By denouncing ISIS, extreme Islamist groups can, by comparison to ISIS, shore up their credentials as "moderates." The media in Britain have praised these aid convoy charities, and extremist groups that were formerly ostracized, such as the Muslim Council of Britain, have now been embraced by Jewish community organizations.
The East London Mosque, as another example, regularly provides a platform to extremist preachers. Abdul Qayyum, the mosque's chief Imam, is a signatory to the Istanbul Declaration, which calls for terrorist attacks on British troops and Jewish communities around the world. One newspaper, however, recently printed a puff piece about the East London Mosque, which extolled the mosque's supposed stand against the radicalization of Muslim youth.
One letter condemning ISIS authored by "British Muslim leaders" included prominent politicians, shadow cabinet ministers and counter-extremism advisors as signatories.
Their co-signatories, however, included extremists and representatives from groups such as:
  • The World Association of Muslim Youth, a Saudi youth organization, which various government agencies and officials have accused of sponsoring terrorism in places such as Bosnia and Israel.
  • Muslim Hands, a charity that has funded groups run by the terror group Hamas. Muslim Hands' chairman, Musharaf Hussain, stated in 2010 that it is a "wise cause" to fight non-believers "because they are tyrants," and encouraged Muslims to "take part in this jihad."
  • Dawatul Islam, a group established by Chowdhury Mueen-Uddin, a wanted war criminal in Bangladesh. In November 2013, the Bangladeshi War Crimes Tribunal sentenced Mueen-Uddin to death for his role in the abduction and murder of 18 journalists and intellectuals while he led the Al-Badr killing squad.
  • Rizwan Hussein, a presenter for the Islam Channel, a British television station that in 2010 was censured by the public watchdog for promoting violence against women and advocating marital rape. The channel has also broadcast advertisements for a collection of speeches by the late al-Qaeda leader, Anwar al-Awlaki.
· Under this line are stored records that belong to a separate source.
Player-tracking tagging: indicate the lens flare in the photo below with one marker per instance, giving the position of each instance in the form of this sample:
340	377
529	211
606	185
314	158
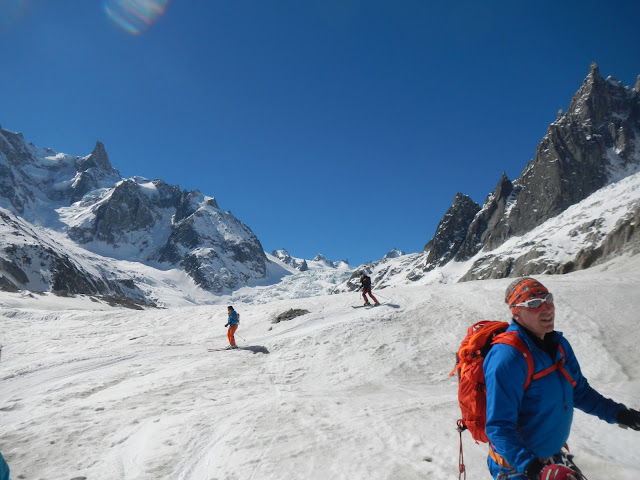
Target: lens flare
135	16
10	12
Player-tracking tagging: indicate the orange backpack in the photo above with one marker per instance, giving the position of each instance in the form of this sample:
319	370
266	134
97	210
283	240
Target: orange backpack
481	336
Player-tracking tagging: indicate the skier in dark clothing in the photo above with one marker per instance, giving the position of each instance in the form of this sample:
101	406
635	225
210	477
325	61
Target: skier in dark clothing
365	282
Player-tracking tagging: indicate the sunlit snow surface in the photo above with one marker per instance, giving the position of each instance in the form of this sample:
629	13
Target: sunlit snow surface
104	393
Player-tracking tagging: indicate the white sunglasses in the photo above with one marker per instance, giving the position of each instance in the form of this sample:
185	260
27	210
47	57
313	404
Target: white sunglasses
535	302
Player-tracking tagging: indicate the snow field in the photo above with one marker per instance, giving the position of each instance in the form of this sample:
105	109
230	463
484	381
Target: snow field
340	393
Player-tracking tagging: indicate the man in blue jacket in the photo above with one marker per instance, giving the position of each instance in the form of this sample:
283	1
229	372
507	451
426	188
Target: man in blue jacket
529	428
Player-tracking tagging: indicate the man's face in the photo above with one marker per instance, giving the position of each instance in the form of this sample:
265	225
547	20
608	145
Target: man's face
539	321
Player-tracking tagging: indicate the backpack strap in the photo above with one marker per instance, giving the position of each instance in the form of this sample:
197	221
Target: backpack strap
557	366
512	338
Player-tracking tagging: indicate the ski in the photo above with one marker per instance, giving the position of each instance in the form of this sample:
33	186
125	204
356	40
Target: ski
366	306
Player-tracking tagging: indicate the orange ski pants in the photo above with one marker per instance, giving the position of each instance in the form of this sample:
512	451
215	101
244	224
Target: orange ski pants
230	332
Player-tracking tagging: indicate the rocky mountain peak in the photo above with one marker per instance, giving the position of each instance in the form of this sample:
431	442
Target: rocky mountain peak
98	159
597	142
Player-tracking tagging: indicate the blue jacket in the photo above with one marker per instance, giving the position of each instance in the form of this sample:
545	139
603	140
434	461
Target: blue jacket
523	425
233	318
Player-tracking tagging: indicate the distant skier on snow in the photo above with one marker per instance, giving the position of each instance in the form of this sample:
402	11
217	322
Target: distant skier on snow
365	282
4	468
232	324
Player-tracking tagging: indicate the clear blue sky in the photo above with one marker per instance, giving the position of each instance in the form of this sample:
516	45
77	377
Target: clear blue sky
344	127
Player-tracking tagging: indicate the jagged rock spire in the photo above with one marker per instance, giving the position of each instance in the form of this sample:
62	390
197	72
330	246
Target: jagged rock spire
97	159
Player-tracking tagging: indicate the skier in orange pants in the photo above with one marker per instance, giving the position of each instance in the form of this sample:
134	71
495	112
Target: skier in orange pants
232	323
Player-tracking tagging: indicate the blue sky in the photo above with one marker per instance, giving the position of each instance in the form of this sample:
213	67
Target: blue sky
344	127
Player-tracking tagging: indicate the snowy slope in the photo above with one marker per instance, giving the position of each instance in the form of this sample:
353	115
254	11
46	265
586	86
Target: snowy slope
89	391
581	228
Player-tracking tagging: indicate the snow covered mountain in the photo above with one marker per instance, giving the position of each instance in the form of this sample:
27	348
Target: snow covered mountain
574	205
73	225
100	220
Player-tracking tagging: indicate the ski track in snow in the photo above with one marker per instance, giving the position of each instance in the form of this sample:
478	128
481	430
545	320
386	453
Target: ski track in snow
338	393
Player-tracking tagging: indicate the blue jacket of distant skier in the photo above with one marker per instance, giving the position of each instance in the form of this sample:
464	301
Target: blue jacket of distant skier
523	425
233	318
4	469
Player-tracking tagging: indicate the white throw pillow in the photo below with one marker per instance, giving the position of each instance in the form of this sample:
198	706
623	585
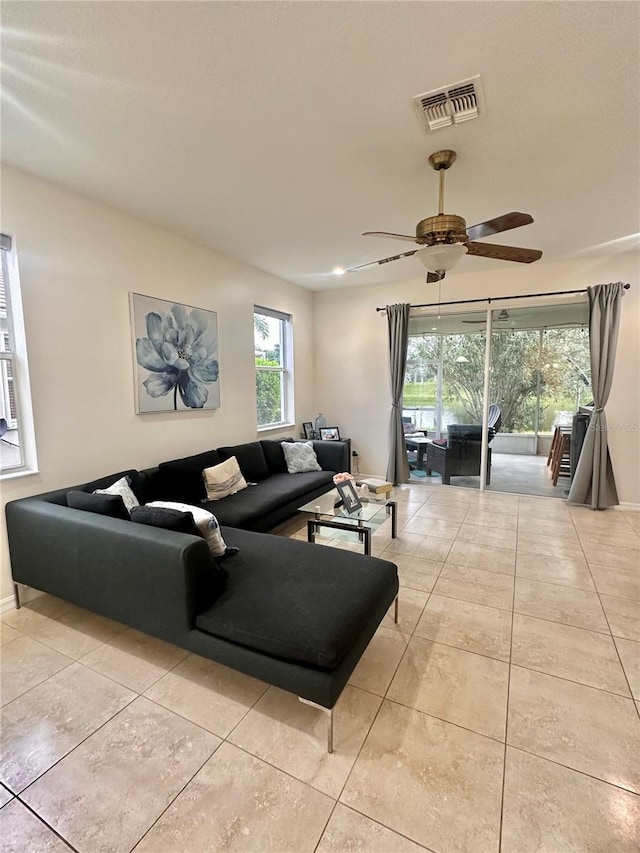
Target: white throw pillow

A number of writers have criticised the seemingly dogged requests made upon British Muslim groups to condemn ISIS. Are these Muslim groups, then, blamable if they do and blamable if they don't?
It remains entirely possible for the most prominent British Muslim organizations to condemn ISIS vocally and also to reject extremism. The much-persecuted Ahmaddiyah community's recent demonstrations against ISIS are proof of that. But when the British Islamist preachers Haitham al-Haddad, who describes Jews as "apes and pigs", and Shakeel Begg, who describes jihad as the "greatest of deeds", recently issued an appeal for ISIS to release their hostages, critics would have perhaps shown greater enthusiasm for their intervention if they had also renounced their earlier extremist statements.
The problem with an intense focus on violent extremism abroad is that it can distract the West from the equally dangerous problem of the "moderate" Islamists now in our own back yards.